Rutt’s process-driven abstract works are formed through an act of reverent tracing. Using charcoal, pigmented chalk, and milk paint she records elements from her surrounding landscape and personal life. For this show, Rutt departs from her typical employment of primary colors in favor of earth tones and pigment found in her surroundings. Often working directly on the ground, she maps ancient rock veins and surface textures, the silhouette of a community bulletin board, a rusted trash can lid, her phone. These tracings transform both the mundane and the monumental into gestural maps that hold the dissonance of scale and time.
Time itself acts as a collaborator within the work: canvases and materials are often left outside for months or years, allowing weather and decay to leave their own marks underscoring how time erodes, alters, and ultimately reinvents form.
Glasson’s practice centers on an inquiry into the spirit of ecology and humanity’s place within it. His materials—natural pigments made from rock, rust, and charcoal, and installations constructed from discarded objects—mirror his philosophical exploration. The paintings for Strata Memory were created between Mexico City and the Mojave Desert and unfold as meditations on the tangible and the intangible. Shaped by outer observation and inner reflection, they seek to reveal what is visible, invisible, and the intricate web that connects all life. His imagery invites viewers into liminal yet familiar spaces—shifting abstract terrains of loss and renewal.
Their collaborative painting weaves together each artist’s mark-making practices into a unified whole—an aggregate of canvases that resemble a quilt or an aerial view of farmland. With a palette of desert ochre and earthen sienna, the piece merges translucent washes, soft-edged geometries, and quiet narrative scenes to explore the convergence of spirit and substance.

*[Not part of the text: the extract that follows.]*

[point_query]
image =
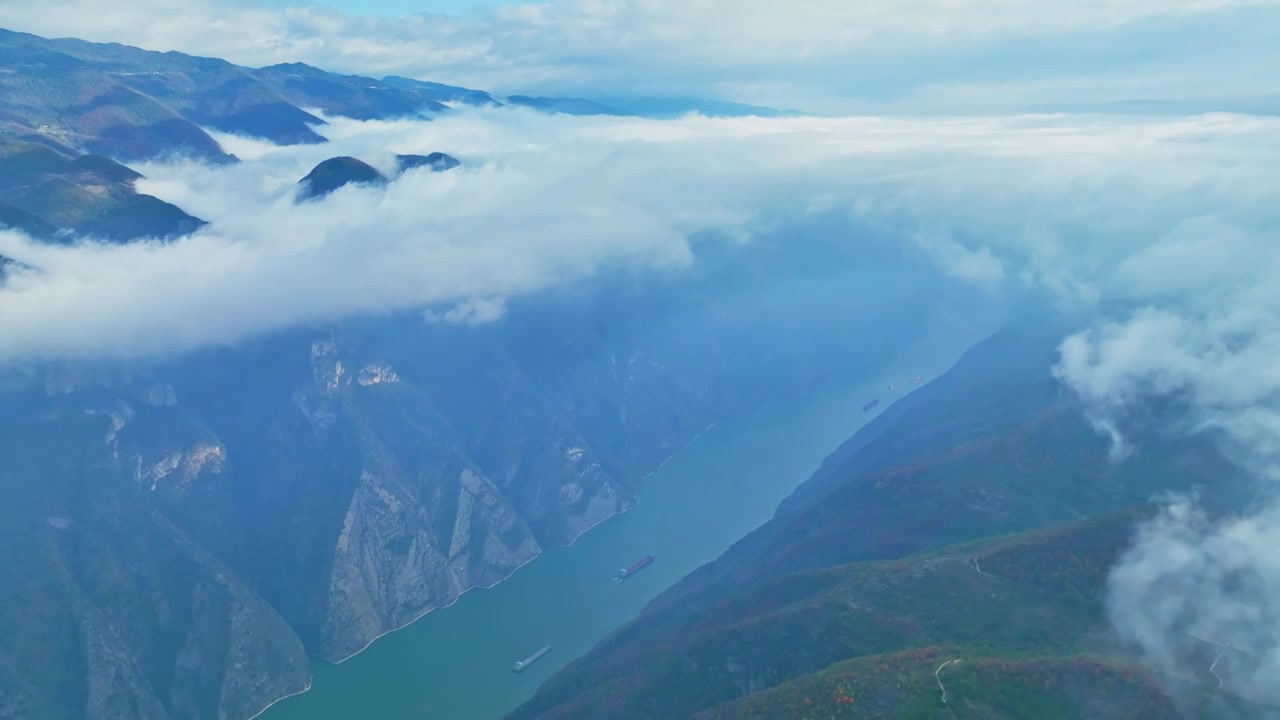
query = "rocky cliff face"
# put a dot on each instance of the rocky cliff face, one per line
(183, 533)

Together, Rutt and Glasson’s paintings and sculptures offer meditations on our estrangement from the natural world and the potential for reconnection. At the heart of this exhibition lies a question: Might the solutions to our ever-growing crises not lie in discovering something new, but in remembering something ancient? And perhaps through grieving what has been lost, we can awaken a memory that shifts how we relate to each other, to the land, and to life.